47. The crystal form according to claim 45, characterized in that, The crystal form is free crystal form E, which has an X-ray powder diffraction pattern that is essentially as shown in Figure 14-1.

48. The crystal form according to claim 45, characterized in that, The crystal form is free crystal form E, which has the TGA diagram and DSC diagram shown in Figure 14-2.

49. The crystal form according to claim 30, characterized in that, The crystal form is free crystal form F, which has a weight loss of 3.0 ± 0.1% at 120℃.

50. The crystal form according to claim 49, characterized in that, The crystal form is free crystal form F, which has an X-ray powder diffraction pattern that is essentially as shown in Figure 15-1.

51. The crystal form according to claim 49, characterized in that, The crystal form is free crystal form F, which has the TGA diagram and DSC diagram shown in Figure 15-2.

52. The crystal form according to claim 30, characterized in that, The crystal form is free crystal form G, and its X-ray powder diffraction pattern has diffraction peaks at the following 2θ angles: 4.22±0.2°, 7.79±0.2°, 8.07±0.2°, 8.76±0.2°, 9.41±0.2°, 10.96±0.2°, 12.14±0.2°, 13.19±0.2°, 16.20±0.2°, and 20.24±0.2°.

53. The crystal form according to claim 52, characterized in that, The crystal form is free crystal form G, which has a weight loss of 1.1 ± 0.1% at 100℃.

54. The crystal form according to claim 52, characterized in that, The crystal form is free crystal form G, which has an X-ray powder diffraction pattern that is essentially as shown in Figure 16-1.

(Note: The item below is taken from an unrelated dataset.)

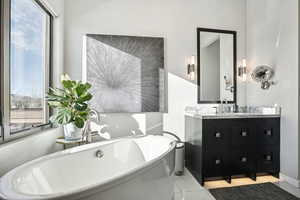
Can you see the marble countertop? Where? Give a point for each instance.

55. The crystal form according to claim 52, characterized in that, The crystal form is free crystal form G, which has the TGA diagram and DSC diagram shown in Figure 16-2.

56. A pharmaceutical composition, characterized in that, A pharmaceutically acceptable acid addition salt comprising a compound of formula (I) as described in any one of claims 1 to 29 or a crystal form as described in any one of claims 30 to 55.

57. The pharmaceutical composition according to claim 56, characterized in that, This further includes pharmaceutically acceptable excipients.

58. The use of a pharmaceutically acceptable acid addition salt of the compound of formula (I) according to any one of claims 1 to 29, the crystal form according to any one of claims 30 to 55, or the pharmaceutical composition according to any one of claims 56 to 57 in the preparation of one or more pharmaceuticals; The drug is used to treat and / or prevent diseases associated with FAP expression.

59. The application according to claim 58, characterized in that, The diseases associated with FAP expression are selected from tumors and cancers that express FAP.

60. The application according to claim 59, characterized in that, The tumors or cancers expressing FAP are selected from at least one of melanoma, esophageal cancer, breast cancer, bile duct cancer, lung cancer, liver cancer, colorectal cancer, fibrosarcoma, osteosarcoma, pancreatic cancer, ovarian cancer, head and neck cancer, and neuroendocrine tumors.

61. The application according to claim 59, characterized in that, The tumors or cancers expressing FAP are selected from at least one of fibrosarcoma, osteosarcoma, pancreatic cancer, and ovarian cancer.